Dr. Enoch Arden Holtwick
Holtwick was head of the Department of Government and History at Greenville College, Greenville, Illinois. His doctoral dissertation had been on the role of 3d parties in American politics. He was a life-long Prohibitionist, a leader in the campaign which had elected Congressman Charles Randall in California.
Holtwick died early in 1972, at age 91; his death is noted in the May, 1972 National Statesman. Earl F. Dodge, writing in the February, 1973 Statesman, says:
Dr. Enoch Arden Holtwick of Greenville, Illinois, who was the Prohibition nominee for President in 1956, was a life-long party member. He was fond of saying that he became a Prohibitionist at the time of his conversion to Christ, and he could not understand why others did not do likewise. As a young man, he was very active in the Intercollegiate Prohibition Association and was a leader in the election battles which sent Congressman Charles Randall to 3 terms in the U.S. House from Los Angeles.
Throughout his career as an educator, a career capped by his long-time leadership of the Department of Government and History at Greenville College, Dr. Holtwick was always ready to serve our cause. He was the party’s nominee for U.S. Senator and Governor in Illinois and in 1952 ran for Vice-President on the Hamblen/Holtwick ticket.
An active Free Methodist layman, Dr. Holtwick exuded Christian courtesy and charity, even to those with whom he disagreed most.
I was proud to play a role in his 1955 nomination for President, and one of my fondest memories is that of campaigning with him in New England. Whatever difficulties we encountered – from auto trouble to an attendance which could have fitted into a phone booth, Dr. Holtwick was his own sweet self. His sense of humor was dignified, but sharp. Being a good Free Methodist, he was not enthused when my wife and I named our son “Calvin.” He sent a wire suggesting we name him “Lazarus,” “because he came fourth (forth)” (we already had three children).

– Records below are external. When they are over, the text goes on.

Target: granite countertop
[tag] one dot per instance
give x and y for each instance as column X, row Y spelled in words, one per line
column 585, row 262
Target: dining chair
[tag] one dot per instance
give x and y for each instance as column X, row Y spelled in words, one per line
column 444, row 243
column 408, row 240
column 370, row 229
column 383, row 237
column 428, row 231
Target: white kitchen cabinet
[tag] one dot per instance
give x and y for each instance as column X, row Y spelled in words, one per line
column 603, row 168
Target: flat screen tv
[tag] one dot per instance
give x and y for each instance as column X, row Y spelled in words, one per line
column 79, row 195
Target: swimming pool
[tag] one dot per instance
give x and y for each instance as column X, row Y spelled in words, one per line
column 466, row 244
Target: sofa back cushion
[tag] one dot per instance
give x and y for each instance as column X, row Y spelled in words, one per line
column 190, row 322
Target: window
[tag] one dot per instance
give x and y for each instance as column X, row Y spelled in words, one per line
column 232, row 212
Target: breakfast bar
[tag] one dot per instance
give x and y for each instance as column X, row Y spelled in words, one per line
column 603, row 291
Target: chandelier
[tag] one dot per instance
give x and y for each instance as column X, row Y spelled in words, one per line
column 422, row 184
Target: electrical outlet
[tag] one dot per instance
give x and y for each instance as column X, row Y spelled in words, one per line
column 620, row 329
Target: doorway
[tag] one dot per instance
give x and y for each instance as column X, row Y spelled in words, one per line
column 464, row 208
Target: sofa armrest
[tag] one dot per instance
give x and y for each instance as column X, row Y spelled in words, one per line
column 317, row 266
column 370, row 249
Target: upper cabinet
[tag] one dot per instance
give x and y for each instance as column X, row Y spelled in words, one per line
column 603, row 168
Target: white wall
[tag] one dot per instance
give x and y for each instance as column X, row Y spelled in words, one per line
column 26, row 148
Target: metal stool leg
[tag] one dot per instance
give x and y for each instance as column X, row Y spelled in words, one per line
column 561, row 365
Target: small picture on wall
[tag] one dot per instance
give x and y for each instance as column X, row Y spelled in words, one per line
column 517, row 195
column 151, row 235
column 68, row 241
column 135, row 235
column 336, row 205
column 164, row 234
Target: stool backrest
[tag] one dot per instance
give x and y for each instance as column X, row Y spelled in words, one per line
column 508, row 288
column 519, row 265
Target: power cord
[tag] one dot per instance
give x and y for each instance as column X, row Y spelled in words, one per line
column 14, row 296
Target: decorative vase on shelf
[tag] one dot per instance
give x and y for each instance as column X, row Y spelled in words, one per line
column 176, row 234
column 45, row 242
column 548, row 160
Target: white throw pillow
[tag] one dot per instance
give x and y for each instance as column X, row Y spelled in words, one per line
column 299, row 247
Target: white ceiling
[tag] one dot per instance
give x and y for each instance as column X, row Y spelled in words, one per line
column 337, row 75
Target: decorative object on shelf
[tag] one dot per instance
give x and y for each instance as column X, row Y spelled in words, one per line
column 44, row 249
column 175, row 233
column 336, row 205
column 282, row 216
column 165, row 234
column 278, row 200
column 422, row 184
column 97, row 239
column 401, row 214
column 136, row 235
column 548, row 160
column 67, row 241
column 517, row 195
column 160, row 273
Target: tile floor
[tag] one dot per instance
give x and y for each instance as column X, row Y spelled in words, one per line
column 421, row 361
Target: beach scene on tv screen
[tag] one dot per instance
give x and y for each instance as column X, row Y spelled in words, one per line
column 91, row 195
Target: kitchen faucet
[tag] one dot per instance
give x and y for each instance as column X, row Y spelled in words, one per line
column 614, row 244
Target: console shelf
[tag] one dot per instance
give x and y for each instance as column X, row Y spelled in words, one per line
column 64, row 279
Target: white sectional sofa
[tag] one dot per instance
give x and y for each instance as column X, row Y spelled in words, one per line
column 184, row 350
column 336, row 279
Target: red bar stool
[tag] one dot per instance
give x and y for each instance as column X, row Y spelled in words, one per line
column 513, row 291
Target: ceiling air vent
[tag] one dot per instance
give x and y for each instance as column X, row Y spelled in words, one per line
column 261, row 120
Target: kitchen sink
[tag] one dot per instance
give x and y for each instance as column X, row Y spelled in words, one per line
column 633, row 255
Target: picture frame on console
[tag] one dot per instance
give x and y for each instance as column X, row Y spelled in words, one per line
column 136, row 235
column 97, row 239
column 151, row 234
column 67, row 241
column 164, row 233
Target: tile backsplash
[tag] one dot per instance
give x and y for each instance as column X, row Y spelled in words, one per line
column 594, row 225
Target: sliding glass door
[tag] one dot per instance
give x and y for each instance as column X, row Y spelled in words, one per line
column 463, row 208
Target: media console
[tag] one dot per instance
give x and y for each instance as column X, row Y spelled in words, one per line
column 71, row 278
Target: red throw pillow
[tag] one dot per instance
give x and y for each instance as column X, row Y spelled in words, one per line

Much of Dr. Holtwick’s time was given over to speeches and writings to show young people the value of third parties. Most of the facts I use in my own school presentations on that subject are gleaned from memory of hearing him speak in 1956.
Those who had the pleasure of knowing Enoch Holtwick will long be thankful for his wise leadership (recognized by the party in having him serve as National Convention Chairman for many years, until his health would not permit it) and his devoted service.